La mayoría de delfines, pero especialmente el ‘nariz de botella’ como apunta Austermuhle, son increíblemente inteligentes. Tienen un cerebro bastante grande en relación con su cuerpo, de más de 1.200 gramos de peso (el del hombre pesa unos 1.000 gramos).
Pueden rodear a un compañero moribundo, reconocerse por sonidos (como si se llamaran por su nombre) y, lo más sorprendente, hasta heredar a sus descendientes una rudimentaria forma de ‘cultura’. El año pasado, científicos de la Universidad de Nueva Gales del Sur (Australia) descubrieron que esta especie aprendió a proteger su nariz, cuando caza, con una esponja.
La innovación, dada a conocer por la BBC de Londres, estableció que la práctica surgió hace unos 180 años y fue reproducida por las sucesivas generaciones. Con todo, la ‘inteligencia’ de los delfines no alcanzaría para otras situaciones, como zafarse fácilmente de las redes de pesca, por lo que los chimpancés seguirían compitiendo en este torneo de neuronas.
El amor y la libertad
El punto más alto del vínculo humano-delfín lo puso en escena Malcolm Brenner, un norteamericano de Florida que confesó haber tenido, en 1970 y por 9 meses, una ‘novia’ delfín. Contó su romance con detalles en el 2010, en su novela Wet Goddess (‘Diosa mojada’), un libro que causó simpatías ciudadanas y no pocos rechazos científicos.
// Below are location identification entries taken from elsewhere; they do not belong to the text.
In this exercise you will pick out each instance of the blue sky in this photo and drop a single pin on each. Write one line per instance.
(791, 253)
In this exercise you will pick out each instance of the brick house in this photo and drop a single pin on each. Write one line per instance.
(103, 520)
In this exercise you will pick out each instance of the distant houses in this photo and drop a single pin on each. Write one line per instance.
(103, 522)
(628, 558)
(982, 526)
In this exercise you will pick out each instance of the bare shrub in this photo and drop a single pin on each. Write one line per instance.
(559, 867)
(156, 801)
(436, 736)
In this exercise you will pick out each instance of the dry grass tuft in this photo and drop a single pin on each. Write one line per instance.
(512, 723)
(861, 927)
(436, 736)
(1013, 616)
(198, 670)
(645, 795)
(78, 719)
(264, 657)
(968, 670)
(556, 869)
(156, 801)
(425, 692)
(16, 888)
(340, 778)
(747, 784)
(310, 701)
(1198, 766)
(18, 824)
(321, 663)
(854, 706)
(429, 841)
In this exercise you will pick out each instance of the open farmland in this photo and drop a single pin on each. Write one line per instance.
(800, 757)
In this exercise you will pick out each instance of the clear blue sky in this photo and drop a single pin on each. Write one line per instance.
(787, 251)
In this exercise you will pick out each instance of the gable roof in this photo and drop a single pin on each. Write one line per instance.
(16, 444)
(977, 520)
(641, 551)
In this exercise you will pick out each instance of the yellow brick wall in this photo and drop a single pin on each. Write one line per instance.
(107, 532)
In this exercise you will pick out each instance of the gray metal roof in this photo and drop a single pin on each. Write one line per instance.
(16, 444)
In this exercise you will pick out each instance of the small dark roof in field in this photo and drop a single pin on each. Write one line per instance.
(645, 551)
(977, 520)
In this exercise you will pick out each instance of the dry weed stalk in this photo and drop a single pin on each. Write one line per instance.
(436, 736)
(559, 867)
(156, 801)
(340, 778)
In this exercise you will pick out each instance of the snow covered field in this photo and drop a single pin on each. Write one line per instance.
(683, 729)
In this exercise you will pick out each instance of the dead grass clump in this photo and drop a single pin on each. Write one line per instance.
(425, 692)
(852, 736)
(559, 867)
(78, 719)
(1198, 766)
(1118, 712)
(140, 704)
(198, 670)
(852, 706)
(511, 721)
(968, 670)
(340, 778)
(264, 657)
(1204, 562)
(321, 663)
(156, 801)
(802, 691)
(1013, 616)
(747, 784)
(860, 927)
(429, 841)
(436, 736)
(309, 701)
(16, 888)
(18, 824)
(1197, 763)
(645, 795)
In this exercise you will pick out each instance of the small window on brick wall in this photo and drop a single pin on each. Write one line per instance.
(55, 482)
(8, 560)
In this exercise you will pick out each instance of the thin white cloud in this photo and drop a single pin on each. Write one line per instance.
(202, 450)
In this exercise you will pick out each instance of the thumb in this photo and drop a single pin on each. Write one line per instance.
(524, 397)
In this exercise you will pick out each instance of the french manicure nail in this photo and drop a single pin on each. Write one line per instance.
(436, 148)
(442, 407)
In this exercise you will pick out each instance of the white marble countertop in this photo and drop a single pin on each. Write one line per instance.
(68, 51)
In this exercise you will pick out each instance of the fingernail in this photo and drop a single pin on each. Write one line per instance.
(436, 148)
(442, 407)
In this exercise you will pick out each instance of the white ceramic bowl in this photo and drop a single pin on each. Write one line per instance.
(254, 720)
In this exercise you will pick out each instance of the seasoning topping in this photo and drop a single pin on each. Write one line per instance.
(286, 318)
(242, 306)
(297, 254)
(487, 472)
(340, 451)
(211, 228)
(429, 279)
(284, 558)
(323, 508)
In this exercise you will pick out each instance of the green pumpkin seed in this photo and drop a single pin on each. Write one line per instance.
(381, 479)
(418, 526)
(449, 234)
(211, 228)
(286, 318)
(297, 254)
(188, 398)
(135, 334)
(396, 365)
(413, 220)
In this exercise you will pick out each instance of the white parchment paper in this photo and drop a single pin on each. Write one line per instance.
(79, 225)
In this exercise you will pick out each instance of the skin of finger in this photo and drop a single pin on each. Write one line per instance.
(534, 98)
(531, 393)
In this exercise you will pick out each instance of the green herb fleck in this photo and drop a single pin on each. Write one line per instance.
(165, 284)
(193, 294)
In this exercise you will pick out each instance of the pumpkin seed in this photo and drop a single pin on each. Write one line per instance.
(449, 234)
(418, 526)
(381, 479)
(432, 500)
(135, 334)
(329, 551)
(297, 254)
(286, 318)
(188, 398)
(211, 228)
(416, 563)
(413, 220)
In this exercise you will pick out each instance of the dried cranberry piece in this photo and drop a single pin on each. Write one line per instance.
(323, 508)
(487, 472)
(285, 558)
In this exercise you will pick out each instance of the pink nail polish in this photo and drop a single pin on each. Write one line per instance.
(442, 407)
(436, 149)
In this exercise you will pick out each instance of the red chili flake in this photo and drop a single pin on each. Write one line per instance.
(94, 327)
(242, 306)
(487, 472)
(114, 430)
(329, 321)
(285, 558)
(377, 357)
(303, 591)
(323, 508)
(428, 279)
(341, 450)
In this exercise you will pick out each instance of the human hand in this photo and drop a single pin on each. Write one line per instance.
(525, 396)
Porque ni la delfino-terapia ni los acuarios parecen la mejor manera de relacionarnos con esta especie, a la que deberíamos querer no en cautividad, para nuestros gustos, sino en libertad.
Para que nade por los mares, con su generosidad de siempre, salvándonos de naufragios y otras penas, a pesar de que, a veces, nosotros le devolvamos el favor con una crueldad sin nombre.